Бронзовый мальчик - Страница 43


К оглавлению

43

Но так не бывает! В обозначениях компасных румбов «вест» и «вест» не могут стоять рядом! Если «норд» с «нордом» или «зюйд» с «зюйдом» — это бывает: например, NNO или SSW. А два «веста» или «оста» всегда разделены другими буквами… С первой минуты — путаница…

«А ты не ударяйся в панику с самого-то начала! Выпиши сперва все буквы, потом будешь разбираться!»

Снимок был размером с открытку. Числа покрывали всю обратную сторону. В строчке их было шесть или семь, а всех строк полтора десятка.
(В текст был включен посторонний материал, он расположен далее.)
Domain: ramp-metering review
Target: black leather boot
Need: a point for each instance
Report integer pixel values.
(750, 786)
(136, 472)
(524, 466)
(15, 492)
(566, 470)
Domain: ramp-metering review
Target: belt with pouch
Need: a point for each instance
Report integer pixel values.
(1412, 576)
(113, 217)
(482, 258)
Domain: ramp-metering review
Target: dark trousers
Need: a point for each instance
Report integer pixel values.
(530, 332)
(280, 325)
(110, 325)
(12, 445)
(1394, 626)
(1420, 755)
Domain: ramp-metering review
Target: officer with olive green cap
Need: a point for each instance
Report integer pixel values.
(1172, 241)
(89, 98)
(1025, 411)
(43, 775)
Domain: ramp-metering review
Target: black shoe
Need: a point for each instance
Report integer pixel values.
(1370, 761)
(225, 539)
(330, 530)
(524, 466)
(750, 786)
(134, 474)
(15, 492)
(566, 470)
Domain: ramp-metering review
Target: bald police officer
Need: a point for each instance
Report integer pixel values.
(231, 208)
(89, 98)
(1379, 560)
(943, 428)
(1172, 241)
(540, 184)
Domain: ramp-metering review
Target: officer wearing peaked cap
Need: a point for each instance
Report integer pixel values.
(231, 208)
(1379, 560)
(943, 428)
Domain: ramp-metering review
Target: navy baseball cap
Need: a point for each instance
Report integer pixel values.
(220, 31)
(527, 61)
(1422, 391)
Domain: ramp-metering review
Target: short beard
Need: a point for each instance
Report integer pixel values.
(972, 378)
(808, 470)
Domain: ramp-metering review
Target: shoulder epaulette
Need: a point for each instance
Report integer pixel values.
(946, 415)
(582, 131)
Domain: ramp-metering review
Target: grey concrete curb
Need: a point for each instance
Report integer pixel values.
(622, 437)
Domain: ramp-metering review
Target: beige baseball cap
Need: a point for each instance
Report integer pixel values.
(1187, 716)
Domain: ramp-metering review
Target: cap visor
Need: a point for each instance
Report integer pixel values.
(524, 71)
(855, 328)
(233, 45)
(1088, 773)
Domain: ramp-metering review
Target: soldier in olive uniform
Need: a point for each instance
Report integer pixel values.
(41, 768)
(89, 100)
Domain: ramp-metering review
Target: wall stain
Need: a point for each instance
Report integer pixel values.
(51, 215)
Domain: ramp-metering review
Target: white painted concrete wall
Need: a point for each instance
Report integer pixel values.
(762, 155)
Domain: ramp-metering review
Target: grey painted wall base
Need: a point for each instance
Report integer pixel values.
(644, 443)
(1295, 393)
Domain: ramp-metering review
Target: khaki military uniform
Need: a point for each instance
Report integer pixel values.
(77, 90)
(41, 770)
Значит, около сотни букв…

А запятые и точки, если на них выпадает счет в книге, надо учитывать? Нет, конечно! Вот они, сами по себе, готовенькие, стоят между цифрами!..

Потом под счет попали на голландской странице две скобки. Их, наверно, надо. Тем более, что сперва левая скобка, потом правая — что-то заключают в себе… Пока не понятно, что именно… На клетчатом листке, куда Кинтель выписывает букву за буквой, получается сплошная абракадабра…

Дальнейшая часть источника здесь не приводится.